By Etienne Kishibe
An era is over. Last month, the Jim Henson Company sold the rights to The Muppets to Disney. This month, it sold the rights to Sesame Street to HIT Entertainment, of “Barney” the purple dinosaur and “Thomas & Friends” fame.
The company says both deals were made to secure better distribution for Henson properties, and contends that this move will be good for the company. However, the new ownership will hurt more than it helps.
Jennifer Brayton, a sociology professor at Ryerson University, says Disney will fundamentally change how The Muppets are portrayed.
“The Muppets actually do deal with issues and show children how to deal with complexity,” she says. “Disney perpetuates dominant ideologies and mainstream values.”
The Muppets have a huge following. Three generations of children have now grown up with Sesame Street, which debuted in 1969, and many 20- to 30-year-olds immediately recognize many Muppet characters.

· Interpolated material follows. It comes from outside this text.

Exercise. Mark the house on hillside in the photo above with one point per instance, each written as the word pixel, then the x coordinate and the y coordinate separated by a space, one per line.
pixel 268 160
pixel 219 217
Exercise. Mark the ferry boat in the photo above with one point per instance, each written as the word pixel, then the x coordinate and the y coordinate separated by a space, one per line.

Muppet characters have been seen around the world, including a version briefly shown in Jerusalem featuring Israeli and Palestinian puppets together (it has been cancelled, because in the prevailing state of violence it wasn’t helping the situation).
The Muppets and Sesame Street are a unique phenomenon. While puppeteering technologies and techniques have changed over the years, the two shows have been successful for nearly half a century using essentially the same cast of puppets.
This is because they depend on fully developed characters much more than on visuals. “They are a very diverse cast, and never stereotyped,” says Brayton. “There’s an alien, Animal the crazy drummer, the frog in love with a pig – which is a sort of interracial relationship.”
Now celebrating its 35th anniversary, Sesame Street has kept the same well-developed characters, both human and Muppet, over their entire lifespan. The intimacy this creates has allowed audiences to be exposed to difficult issues, such as the death of a cast member.
Sara Bir of the North Bay, California Bohemian writes that the developed nature and relative sophistication of Sesame Street characters — who tend toward a “wry, vaudevillian sense of humour” — make them entertaining for audiences of any age.
While the Jim Henson Company is supposed to retain creative control after the acquisitions, Brayton still sees it as a creative takeover. “Disney is such a massive entity, controlling all aspects of media and entertainment complexes, it overwhelms its subsidiaries,” she says. A prime example of this is computer graphics animator Pixar Studios.
“There was such a change in the way Pixar’s films portrayed reality after it was bought by Disney. I was a huge fan of the Pixar shorts, like the old man playing chess with himself.”
And the film featuring a large and a small lamp highlighted playfulness in the parent-child relationship. “After Disney took it over, Pixar became mainstream,” says Brayton. “Finding Nemo perpetuates the idea of a dangerous world, with a victimized child that the parent must look after and protect — as opposed to playfulness.”
According to Miren Gutierrez, the editor of the Inter Press Service, “the marriage of media content (news, films, TV shows) with media distribution (TV or radio networks, internet services and the like) further increases the control of media barons over the audience, as they use their sales power to batter their way into living rooms.”
Distributors don’t like diversity, and therefore riskiness, in what they’re distributing. And they have all the power.
Disney itself is facing unfriendly takeover bids. Floyd Norris wrote in the New York Times, “many investors hope that cable companies will be able to win not only the Internet wars but also capture a growing share of telephone business.
By that theory, those who provide content will have to take what the cable companies are willing to pay for their product.”
This doesn’t bode well for the future of The Muppets. In recent years, and particularly since the departure of Pixar Studios, Disney has been suffering from a lack of creative imagination. The animation studios have been moribund, and its ownership of ESPN is the only thing keeping Disney from drowning.
Disney’s been in the market for new content to fill its distribution and marketing networks, and The Muppets could be it. Disney tends to flood the market with its products using massive campaigns across a variety of media to advertise and sell. For Disney, overwhelming force is the rule of the game.
“We’re going to see The Muppets become more of a consumer product,” says Brayton. “Muppets merchandise will be everywhere.”
This presents the danger of significant overexposure. The Jim Henson Company has always been careful with The Muppets’ image, and their appearances have been selective.
The company trades on an impression of intimacy and, to a certain extent, quaintness. Brian and Lisa Henson are still the Jim Henson Company’s co-Chairs and CEOs. This identity just doesn’t mix well with Disney.
The beginnings haven’t been promising.
The first post-Disney projects for The Muppets so far have been a Superbowl commercial with pop-singer-turned-reality-TV-star Jessica Simpson, spots on a coming Jessica Simpson variety show, and a Muppet version of The Wizard of Oz.
No word yet on whether Jessica Simpson will portray Dorothy.